Sermon by Rev. Christian C. Tiews – 06/13/2010
“Go out quickly to the streets and lanes of the city, and bring in the poor and crippled and blind and lame.”
He was born in England in 1872, the son of an Anglican minister.
After studying music under the masters of his day, he went on to become one of the most important English composers of the early 20th century, writing symphonies, chamber music, operas, and film scores.
He even incorporated melodies of English folk music into many church hymns.
In fact, no fewer than twenty songs in our Lutheran Service Book—including the sermon hymn we sang moments ago—were composed by this man.
Yet despite being the son of a minister, his Christian faith was damaged—perhaps by the influence of his great uncle, Charles Darwin.

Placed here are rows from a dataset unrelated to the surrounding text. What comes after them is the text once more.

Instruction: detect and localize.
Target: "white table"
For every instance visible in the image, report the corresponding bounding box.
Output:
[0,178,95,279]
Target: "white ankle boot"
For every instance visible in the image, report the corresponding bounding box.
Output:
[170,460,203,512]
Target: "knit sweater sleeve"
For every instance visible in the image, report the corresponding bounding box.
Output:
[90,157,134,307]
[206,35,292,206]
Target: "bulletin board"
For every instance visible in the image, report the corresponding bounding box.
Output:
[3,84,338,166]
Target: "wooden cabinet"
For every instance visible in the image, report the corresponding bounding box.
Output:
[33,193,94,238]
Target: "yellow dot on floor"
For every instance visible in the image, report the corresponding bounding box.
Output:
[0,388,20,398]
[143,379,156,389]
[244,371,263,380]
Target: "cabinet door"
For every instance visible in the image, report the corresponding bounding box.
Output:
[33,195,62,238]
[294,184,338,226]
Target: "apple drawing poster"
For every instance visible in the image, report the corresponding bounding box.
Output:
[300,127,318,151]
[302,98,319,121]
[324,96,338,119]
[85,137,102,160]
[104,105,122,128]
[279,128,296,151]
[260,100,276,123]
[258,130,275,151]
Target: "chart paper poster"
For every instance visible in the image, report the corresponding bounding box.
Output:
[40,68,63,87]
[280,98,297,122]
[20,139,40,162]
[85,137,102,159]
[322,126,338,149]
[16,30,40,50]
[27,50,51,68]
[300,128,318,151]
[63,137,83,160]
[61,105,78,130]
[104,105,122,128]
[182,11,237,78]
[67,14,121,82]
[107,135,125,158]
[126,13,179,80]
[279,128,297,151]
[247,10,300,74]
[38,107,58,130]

As such, sadly, this musician became an agnostic.
So while he did set sacred texts to beautiful melodies, this was more to express a sense of community with the English people—than to give glory to God.
However, the reason this musician serves as our illustration this morning is because of an incident occurring in 1935.
You see, in contrast to the beautiful music that he wrote, he was actually quite a gruff man.
So much so, that when King George V invited him to a royal ceremony in which he was to be knighted for his services to the British Empire, the musician rejected the invitation.
Why did he reject this honor?
Out of a disdain for the Empire? Because he rejected King George V? Out of a feeling of unworthiness? Or perhaps due to selfish pride?